Capítulo 2
Capítulo 2
Adelaide
Meu corpo inteiro doía até os ossos. Meus olhos se recusavam a abrir completamente, lutavam para focar com a pouca visão que eu tinha, tudo estava embaçado. Estremeci quando uma mão levantou meu torso e um copo foi colocado em meus lábios. Então percebi o quão sedenta eu estava. Bebi avidamente antes que dois comprimidos fossem empurrados entre meus lábios. Imediatamente os cuspi, apenas para receber um tapa no rosto que me fez ver estrelas nas pálpebras.
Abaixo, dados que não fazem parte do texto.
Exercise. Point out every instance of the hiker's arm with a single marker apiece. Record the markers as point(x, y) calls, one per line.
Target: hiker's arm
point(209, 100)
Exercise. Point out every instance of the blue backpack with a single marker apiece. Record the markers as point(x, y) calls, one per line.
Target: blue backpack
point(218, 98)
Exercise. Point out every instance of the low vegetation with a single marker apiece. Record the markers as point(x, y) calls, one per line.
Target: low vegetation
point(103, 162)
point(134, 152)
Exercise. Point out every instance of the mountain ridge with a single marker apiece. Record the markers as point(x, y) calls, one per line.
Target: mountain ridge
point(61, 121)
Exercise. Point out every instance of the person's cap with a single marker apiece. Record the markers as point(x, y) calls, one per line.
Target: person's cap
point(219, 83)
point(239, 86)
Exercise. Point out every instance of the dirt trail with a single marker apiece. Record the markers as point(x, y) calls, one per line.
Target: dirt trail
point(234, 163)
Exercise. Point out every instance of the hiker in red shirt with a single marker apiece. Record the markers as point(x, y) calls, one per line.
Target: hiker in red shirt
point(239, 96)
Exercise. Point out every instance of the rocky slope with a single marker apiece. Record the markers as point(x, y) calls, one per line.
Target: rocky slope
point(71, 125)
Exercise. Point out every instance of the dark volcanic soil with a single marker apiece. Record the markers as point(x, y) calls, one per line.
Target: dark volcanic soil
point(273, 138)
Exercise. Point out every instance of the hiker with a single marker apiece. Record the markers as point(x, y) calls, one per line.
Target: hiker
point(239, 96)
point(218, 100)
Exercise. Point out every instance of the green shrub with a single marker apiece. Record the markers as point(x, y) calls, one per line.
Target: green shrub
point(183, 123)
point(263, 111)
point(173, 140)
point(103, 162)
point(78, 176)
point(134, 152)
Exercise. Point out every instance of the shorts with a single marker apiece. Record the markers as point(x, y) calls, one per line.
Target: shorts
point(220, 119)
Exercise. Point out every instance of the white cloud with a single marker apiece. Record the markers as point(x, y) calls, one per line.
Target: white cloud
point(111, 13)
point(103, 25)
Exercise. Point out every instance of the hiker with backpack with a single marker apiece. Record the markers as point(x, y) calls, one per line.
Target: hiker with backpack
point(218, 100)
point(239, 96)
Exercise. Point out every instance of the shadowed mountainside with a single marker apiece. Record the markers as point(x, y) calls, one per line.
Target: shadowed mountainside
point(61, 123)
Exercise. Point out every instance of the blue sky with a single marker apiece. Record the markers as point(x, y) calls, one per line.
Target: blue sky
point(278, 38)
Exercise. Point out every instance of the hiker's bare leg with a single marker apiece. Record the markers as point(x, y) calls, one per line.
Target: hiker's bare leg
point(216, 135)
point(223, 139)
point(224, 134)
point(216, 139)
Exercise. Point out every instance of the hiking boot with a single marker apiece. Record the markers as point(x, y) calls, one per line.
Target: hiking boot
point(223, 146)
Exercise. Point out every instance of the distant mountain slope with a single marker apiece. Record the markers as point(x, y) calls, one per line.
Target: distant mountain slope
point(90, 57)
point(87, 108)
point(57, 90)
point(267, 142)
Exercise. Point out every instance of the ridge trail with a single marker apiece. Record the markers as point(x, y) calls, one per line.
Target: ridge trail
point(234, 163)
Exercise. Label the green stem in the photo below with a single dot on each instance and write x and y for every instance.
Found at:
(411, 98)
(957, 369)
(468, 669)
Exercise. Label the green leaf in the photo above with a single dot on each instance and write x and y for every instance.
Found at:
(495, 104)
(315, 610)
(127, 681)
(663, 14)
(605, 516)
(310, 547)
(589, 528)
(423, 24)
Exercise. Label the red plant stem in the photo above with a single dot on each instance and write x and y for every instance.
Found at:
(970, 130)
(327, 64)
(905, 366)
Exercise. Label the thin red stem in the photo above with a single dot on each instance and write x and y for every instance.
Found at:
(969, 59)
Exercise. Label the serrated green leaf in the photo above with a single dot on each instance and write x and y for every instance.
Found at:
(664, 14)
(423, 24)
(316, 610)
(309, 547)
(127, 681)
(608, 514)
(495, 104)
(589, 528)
"Seja uma boa garotinha e se submeta, Addy, querida. Você vai retirar o que disse outro dia," ele sussurrou no meu ouvido com um rosnado. Desta vez, seus dedos seguiram os comprimidos, empurrando-os para o fundo da minha garganta e me forçando a engolir. Engasguei em volta de seus dedos grossos antes que ele puxasse meu queixo para o lado.
"Você me negou por muito tempo, Addy, querida. Quer você goste ou não, agora eu te vejo. Você me pertence. Sempre pertenceu." A próxima coisa que eu soube, apaguei novamente. Não sei quantos dias passei ali, flutuando entre a consciência e a inconsciência. Desprovida de sentidos antes, tornei-me lúcida o suficiente para fingir que estava realmente engolindo os comprimidos antes que ele se afastasse. Discretamente, eu deslizava os comprimidos debaixo do travesseiro. Levei três dias fingindo, agindo como um peixe morto, enquanto ele tentava reivindicar meu corpo para si, nesse jogo doentio e distorcido que isso era para ele.
Suportei tudo; o estupro, a punição severa e não provocada, até que um dia ele se afastou para atender uma ligação, o telefone na mão. Ouvi sua voz ecoar pelo corredor até desaparecer. Com os membros doloridos, me forcei a rolar para fora da cama, cambaleando para ficar de pé com pernas fracas e latejantes. Vasculhei as gavetas da cômoda. Vesti um suéter que encontrei, assim como um par de jeans masculinos, cinco tamanhos maiores. Vasculhei o closet sob medida para encontrar um cinto, antes de sair na ponta dos pés do quarto, com os pés descalços. Meus olhos captaram um vislumbre das roupas que eu estava usando naquele dia no escritório, ensanguentadas, e no lixo.
Nunca mais.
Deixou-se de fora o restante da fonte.